While most mystery fans are familiar with John Buchan’s The 39 Steps, if only from the movie version, it is not my favorite book to feature Richard Hannay (that would be Greenmantle), nor is it my favorite Buchan book (that would be John McNab).
Still, even more obscure would be my favorite Buchan adventure novel, Prester John. Written in 1910, it was Buchan’s sixth book and made use of the popular African legend of Prester John – a mythical priest king – to supplement a plot about a Zulu uprising in South Africa. It was also Buchan’s first book to reach a wide readership across the world, establishing him as a writer of fast-paced adventures for which he became famous.
Throughout the Middle Ages it was rumored a priest named Prester (Father) John had traveled to Africa to convert the natives. Instead, however, he amassed a huge fortune and made himself king of this mysterious part of Africa.

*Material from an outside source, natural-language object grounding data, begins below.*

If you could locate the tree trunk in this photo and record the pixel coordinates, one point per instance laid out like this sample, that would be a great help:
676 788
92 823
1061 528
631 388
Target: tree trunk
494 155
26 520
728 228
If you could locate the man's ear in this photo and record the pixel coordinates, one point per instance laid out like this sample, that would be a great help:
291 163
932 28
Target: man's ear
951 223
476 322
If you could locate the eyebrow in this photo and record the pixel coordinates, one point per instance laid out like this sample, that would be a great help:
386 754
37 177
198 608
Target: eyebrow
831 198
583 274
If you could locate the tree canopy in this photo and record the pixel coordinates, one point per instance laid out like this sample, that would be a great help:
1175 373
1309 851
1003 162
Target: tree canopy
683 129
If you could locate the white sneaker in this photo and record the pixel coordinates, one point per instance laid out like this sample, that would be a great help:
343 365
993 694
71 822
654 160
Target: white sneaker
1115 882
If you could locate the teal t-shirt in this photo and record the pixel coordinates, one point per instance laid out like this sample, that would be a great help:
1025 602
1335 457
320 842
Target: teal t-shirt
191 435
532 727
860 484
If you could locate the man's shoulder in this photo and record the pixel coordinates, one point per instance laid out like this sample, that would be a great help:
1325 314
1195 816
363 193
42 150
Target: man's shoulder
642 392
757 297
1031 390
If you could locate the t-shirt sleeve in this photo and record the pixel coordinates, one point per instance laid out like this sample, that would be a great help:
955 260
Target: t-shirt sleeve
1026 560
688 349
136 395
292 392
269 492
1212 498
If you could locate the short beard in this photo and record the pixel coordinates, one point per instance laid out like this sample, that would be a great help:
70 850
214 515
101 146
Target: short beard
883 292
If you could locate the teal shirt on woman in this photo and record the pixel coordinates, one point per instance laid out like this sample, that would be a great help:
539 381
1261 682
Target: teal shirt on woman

Despite being written over a hundred years ago, it is still in print in England and Europe. The story is full of lost civilizations, hidden treasures, deepest-darkest Africa, great friendship, ruthless betrayal, explorers of spooky places, tigers and lions, witch doctors, and just plain good, old fashioned, late-Victorian adventures.
The book in reality is the great grandfather of today's thrillers. Perhaps due to Buchan's work, the character of Prester John became a reoccurring figure in pulp fiction and comics throughout the century –
With no less than Marvel Comics featuring Prester John in issues of The Fantastic Four and Thor.

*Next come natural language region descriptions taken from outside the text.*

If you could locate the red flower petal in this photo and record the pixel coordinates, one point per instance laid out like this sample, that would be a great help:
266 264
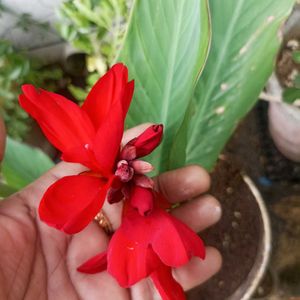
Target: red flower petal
129 261
83 155
94 265
129 254
168 234
72 202
62 121
148 140
142 200
171 240
109 89
108 139
167 286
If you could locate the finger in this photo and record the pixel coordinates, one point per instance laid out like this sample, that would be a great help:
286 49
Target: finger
198 271
199 213
183 184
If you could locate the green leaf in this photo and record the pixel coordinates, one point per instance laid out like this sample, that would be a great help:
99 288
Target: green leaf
296 57
290 95
165 49
23 164
297 81
245 41
6 190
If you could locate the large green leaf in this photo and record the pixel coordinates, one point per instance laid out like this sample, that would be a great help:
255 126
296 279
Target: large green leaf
245 40
165 49
23 164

The novel tells the story of young Scotsman David Crawfurd's adventures in South Africa, where a Zulu uprising is tied to the medieval legend of Prester John.
At 19, Crawfurd is a simple shop keeper, but when he becomes involved with John Laputa, a celebrated Zulu minister who has taken the title of the mythical priest-king Prester John, Crawfurd finds himself not only at the heart of a massive uprising of tribesmen – who wish to slaughter all the white settlers for a hundred miles around – but also holding the key to its secret.
In many ways, Crawfurd is similar to Buchan's later, better known, character, Richard Hannay – who first appeared in The 39 Steps.
Buchan was a strong supporter of the British Empire and the British Commonwealth, and this can be seen in this novel. It contains the racial stereotypes and caricatures of its day, for which Buchan can be forgiven as both black and white characters are compellingly and sympathetically drawn. Even though it is a novel of its time, much of its theme of cultural clash is still relevant. Furthermore, Buchan's rich, lively, descriptions of the South African landscape, which he knew well, are memorable.
This is good, old fashioned, adventure storytelling – comparable to King Solomon’s Mines, Allen Quartermain, Beau Gests, The Sea-Hawk, She, Scaramouche, The Scarlet Pimpernel, etc. Indian Jones owes far more to Buchan, and to Prester John, than most movie fans appreciate.